Oft werden die Symptome, die bei einer Depression im Rahmen der Pathologie auftreten aber auch von außen induziert. Das Schlafbedürfnis ist individuell, manche kommen ihr Leben lang mit 4 bis 5 Stunden Schlaf in der Nacht aus, wenn man jung ist, schläft man länger, als im Alter. Schlafforscher empfehlen jedoch etwa 8 Stunden und diagnostizieren, dass wir kollektiv deutlich zu wenig Schlafen, durchaus mit negativen Folgen für die Gesundheit. Man kann das glauben, weil der Körper und auch die Psyche buchstäblich vieles im Schlaf machen. So bringen wir uns aber in die Situation, die der Depressive im Rahmen seiner Krankheit erlebt: Schlaflosigkeit, Erschöpfung, Übermüdung. Kunstlicht, und das blaulastige Licht der Smartphones und Computer sorgen dafür, dass der Körper auch abends noch eher aufgeputscht wird, statt abschalten zu können. Die Dauererreichbarkeit, die manche aus ihrer Arbeitswelt kennen, sowie der normale Stress, den man bisweilen hat, tragen ihren Teil dazu bei, dass viele heute nicht mehr abschalten können, zudem sorgen Alkohol und Schlafmittel oft noch dafür, dass die Schlafqualität sinkt und somit das, was den Schlaf eigentlich gesund macht, reduziert wird. Ein Teufelskreis.
Dennoch, wer jung fit und stabil ist wird all das gut ertragen und wenig Probleme haben. Man sollte aber im Hinterkopf behalten, dass es ein Baustein ist, den man dem Körper und seiner Psyche entzieht und auch immer mehr junge Menschen schwächeln inzwischen. Galten Studenten bisher als psychisch robust, so erkranken doch immer mehr von ihnen (und mehr als altersgleiche Nichtstudierende) an Depressionen, als Grund gelten Zeit- und Lerndruck.[1]

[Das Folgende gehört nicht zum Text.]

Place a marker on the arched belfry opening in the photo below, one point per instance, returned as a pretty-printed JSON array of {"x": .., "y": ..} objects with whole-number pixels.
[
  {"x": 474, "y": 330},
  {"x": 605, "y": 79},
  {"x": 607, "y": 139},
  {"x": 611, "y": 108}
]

Die sind es auch, die die recht eigene, kleine, aber erwähnenswerte Gruppe der Workaholics oder leistungsorientierten Menschen ab und zu in die Knie zwingen. An sich sind diese durchaus glücklich mit ihren Stress und identifizieren sich voll mit der Leistung, inklusive dem wenigen Schlaf. Ausschlafen ist dort etwas für Pussies und Warmduscher. Durch Powernapping, Vitamine und vielleicht auch etwas Ritalin und Kokaik kann man sich effektiv erholen auf einem gefühlt hohen Level halten, meint man in dieser eigenen Welt, in der man die Kritikfähigkeit irgendwann verliert. Dennoch bricht auch hier immer mal wieder jemand zusammen und fällt in ein tiefes Loch der Depression.
Die Störung des Schlaf- und Wachrhythmus macht man sich auch therapeutisch zunutze, indem man durch bewusstes Schlaffasten (unter Aufsicht) depressive Patienten in gewisser Weise wieder die Reset-Taste drücken lässt, in der Hoffnung, dass der Körper seinen natürlichen Rhythmus wieder findet, was durchaus manchmal gelingt.